In the light of the circumstances of the main case, may Article 179 of [Directive 2006/112] be interpreted as precluding national legislation under which a taxable person to whom the special exemption scheme is applied and who has belatedly applied for registration for VAT purposes is under an obligation to pay the tax that should have been levied, but has no right to subtract the amount of tax deductible for each tax period, it being the case that that right of deduction will be exercised subsequently on the basis of the tax return submitted after registration of the taxable person for VAT purposes, which may have repercussions for calculation of the incidental charges?
AG Opinion
None
Decision
1. The principles of legal certainty and of the protection of legitimate expectations do not preclude, in circumstances such as those of the dispute in the main proceedings, a national tax authority from deciding, following a tax audit, to subject transactions to value added tax and to impose the payment of surcharges, provided that that decision is based on clear and precise rules and that that authority’s practice has not been such as to give rise, in the mind of a prudent and well-informed trader, to a reasonable expectation that that tax would not be levied on such transactions, this being a matter for the referring court to determine. The surcharges applied in such circumstances must comply with the principle of proportionality.

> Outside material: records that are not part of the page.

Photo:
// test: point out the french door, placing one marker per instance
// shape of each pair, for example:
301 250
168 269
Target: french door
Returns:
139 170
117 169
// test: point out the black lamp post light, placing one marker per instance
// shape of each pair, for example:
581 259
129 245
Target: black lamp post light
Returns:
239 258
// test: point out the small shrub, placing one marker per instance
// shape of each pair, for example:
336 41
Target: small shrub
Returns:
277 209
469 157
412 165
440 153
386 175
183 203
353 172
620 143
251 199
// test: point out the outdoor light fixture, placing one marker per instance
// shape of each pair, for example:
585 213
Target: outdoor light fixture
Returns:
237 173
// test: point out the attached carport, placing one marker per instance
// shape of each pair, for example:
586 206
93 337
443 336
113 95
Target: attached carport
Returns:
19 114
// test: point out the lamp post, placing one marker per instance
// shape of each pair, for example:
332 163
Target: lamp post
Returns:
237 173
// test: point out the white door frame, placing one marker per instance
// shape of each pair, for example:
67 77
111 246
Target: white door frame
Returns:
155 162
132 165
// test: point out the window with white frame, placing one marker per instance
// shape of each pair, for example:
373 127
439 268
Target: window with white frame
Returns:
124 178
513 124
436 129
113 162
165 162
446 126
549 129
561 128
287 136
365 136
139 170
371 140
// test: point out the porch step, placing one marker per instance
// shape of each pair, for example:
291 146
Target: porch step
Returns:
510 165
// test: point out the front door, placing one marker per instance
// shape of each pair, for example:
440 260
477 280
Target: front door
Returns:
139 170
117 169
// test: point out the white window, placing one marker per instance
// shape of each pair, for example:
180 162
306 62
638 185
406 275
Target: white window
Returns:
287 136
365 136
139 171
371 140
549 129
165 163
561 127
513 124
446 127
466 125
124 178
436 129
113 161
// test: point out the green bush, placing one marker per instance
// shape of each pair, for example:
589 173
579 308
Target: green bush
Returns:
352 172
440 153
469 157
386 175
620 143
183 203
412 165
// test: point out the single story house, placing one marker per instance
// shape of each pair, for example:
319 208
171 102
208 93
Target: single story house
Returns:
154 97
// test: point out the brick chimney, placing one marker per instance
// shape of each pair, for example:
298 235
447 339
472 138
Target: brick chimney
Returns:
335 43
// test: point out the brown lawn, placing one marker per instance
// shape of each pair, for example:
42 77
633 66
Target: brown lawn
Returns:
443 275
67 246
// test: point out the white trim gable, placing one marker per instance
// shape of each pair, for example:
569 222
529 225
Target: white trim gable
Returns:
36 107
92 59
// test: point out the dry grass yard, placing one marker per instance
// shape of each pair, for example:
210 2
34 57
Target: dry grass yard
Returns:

2. Council Directive 2006/112/EC of 28 November 2006 on the common system of value added tax precludes, in circumstances such as those of the dispute in the main proceedings, national rules under which the right to deduct input value added tax, due or paid on goods and services used in the context of taxed transactions, is refused to the taxable person, who must nevertheless pay the tax that he ought to have recovered, for the sole reason that he was not identified for value-added-tax purposes when he carried out those transactions, so long as he has not been duly identified for value added tax purposes and the tax return for the tax due has not been filed.
Comments
- ECJ has held that a tax authority can act retrospectively without breaching EU principles such as legal certainty and protection of legitimate expectation.
- However it must set off unclaimed input VAT immediately against underpaid output VAT, and cannot first demand the output VAT without crediting the input VAT
- At the hearing, the German Government pointed out that the postponement of the right to deduct VAT to the year in which the invoice has been corrected, is a penalty. In order to reduce the non-compliance with the formal conditions to be penalised are however, penalties other than refusal of the right to deduction of the tax for the year in which the invoice is issued drawn up, imaginable, such as a fine or a pecuniary penalty proportionate to the seriousness of the infringement (see in those sentence of the judgment of 9 July 2015 in Case C 183/14 Salomie and Oltean, EU:C:2015:454, point 63). In addition, the postponement implies of that duty, in accordance with the rules applicable in the main proceedings, in any event and irrespective of the circumstances which necessitate the correction of the invoice originally issued the Commission’s proposal, which goes beyond what is necessary to achieve the objectives set out in the previous point of this opinion.